Filter clause operates on the PICS labels acquired from serviceinfo clauses. The clause is divided into two sub-expressions, pass-expression and block-expression, linked by an explicit and logic. That is, a URL passes the filter only if the pass-expression is true and the block-expression is false. The default value of the pass-expression is true, and the default value of the block-expression is false. Pass-expression and block-expression are composed of simple-expressions. A simple-expression compares an attribute of a PICS label with a constant (6.001.grade >= 5.0), returning a Boolean value (true/false). Simple-expressions can be combined with and and or operators to create arbitrary-depth pass-expressions and block-expressions. "Not" operator is explicitly omitted for clarity reasons.
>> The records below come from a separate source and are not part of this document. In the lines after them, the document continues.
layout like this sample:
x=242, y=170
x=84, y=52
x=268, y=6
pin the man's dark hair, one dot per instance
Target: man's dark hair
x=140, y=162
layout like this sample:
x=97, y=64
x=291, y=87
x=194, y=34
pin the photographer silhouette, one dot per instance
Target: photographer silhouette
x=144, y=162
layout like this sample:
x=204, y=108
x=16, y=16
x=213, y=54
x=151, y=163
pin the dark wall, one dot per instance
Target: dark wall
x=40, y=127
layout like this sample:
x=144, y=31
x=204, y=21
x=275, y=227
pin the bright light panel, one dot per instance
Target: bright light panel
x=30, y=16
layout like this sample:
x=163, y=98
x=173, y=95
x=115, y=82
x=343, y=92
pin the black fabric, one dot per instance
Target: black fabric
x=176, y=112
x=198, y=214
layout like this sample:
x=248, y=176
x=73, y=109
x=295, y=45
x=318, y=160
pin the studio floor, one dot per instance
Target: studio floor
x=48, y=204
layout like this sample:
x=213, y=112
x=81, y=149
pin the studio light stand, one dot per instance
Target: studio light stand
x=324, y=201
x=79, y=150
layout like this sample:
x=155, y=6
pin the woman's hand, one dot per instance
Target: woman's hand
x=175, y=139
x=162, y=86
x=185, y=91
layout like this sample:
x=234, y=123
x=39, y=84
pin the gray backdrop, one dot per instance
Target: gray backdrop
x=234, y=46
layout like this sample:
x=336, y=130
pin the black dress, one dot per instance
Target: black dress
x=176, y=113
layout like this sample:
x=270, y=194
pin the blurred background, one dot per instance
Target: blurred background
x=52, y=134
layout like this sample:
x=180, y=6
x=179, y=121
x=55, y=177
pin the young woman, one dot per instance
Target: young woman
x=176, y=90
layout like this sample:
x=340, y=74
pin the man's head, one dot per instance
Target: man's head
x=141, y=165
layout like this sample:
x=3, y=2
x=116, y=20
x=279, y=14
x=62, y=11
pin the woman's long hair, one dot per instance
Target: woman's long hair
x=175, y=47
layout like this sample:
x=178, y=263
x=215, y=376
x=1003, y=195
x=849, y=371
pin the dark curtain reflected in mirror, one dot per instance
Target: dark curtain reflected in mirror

In the following example,

filter ( Pass "(6001.grade = 5.0 or 6001.grade < 2.0)"

Block "(6001.by = jmiller@w3.org)" )

the clause returns true (allow) only if the midterm grade is A (to brag about it), or is below D- (to drop the class), and the label does not come from the instructor Jim Miller (he likes to "spam" poor freshmen with fake grades, if students are not confused enough by his lectures).

extension

Extension provides a way to extend the functionality of PicsRULZ. As in PICS-1.1 extension, there are required (mandatory) and optional extensions. If the extension is required, the rule evaluator must understand and evaluate the extension. Optional extensions need not be evaluated; they are intended for documentation purpose.

In the following example,

reqextension ("http://www.w3.org/DSig/RSA-MD5.html")

filter (Block "(6001.by = jmiller@w3.org)"

Check-signature true)

the content of the "RSA-MD5" extension presumably defines a new attribute-value pair (check-signature )within a filter clause. Now filter clause returns true only if the PICS label contains a valid signature (a true value in the attribute) and the signature is not of Jim Miller's. In this case, the use of this extension prevents Jim to fake as another person to bypass the filtering rules.

name

Name clause provides local information about the rule, intended to facilitate the construction of a user interface. There are two attributes, namely rulename and description. Rulename attribute binds the rule to a local name. Description attribute is a more detailed description of the rule. For example,

name (rulename "6.001-Rule"

description "Viewing rule for the graded 6.001 midterm")

source


Source provides information about where the rule comes from. There are four fields in the clause. SourceURL field uniquely identifies the rule. Interested parties can also go to this location to find more information about the rule. CreationTool field identifies how the rule is constructed. Author field gives an identity (generally an e-mail address) of who creates the rule. LastModified gives the date and time that the rule was last modified. An example looks like the following:

source (sourceURL "http://web.mit.edu/bendiddle/6001.html"

creationTool "PicsRULZ-EDITOR/1.0"

author "bendiddle@mit.edu"

lastModified "1997.05.06:12.34-0500")

Examples of PicsRULZ are in Section 4.4.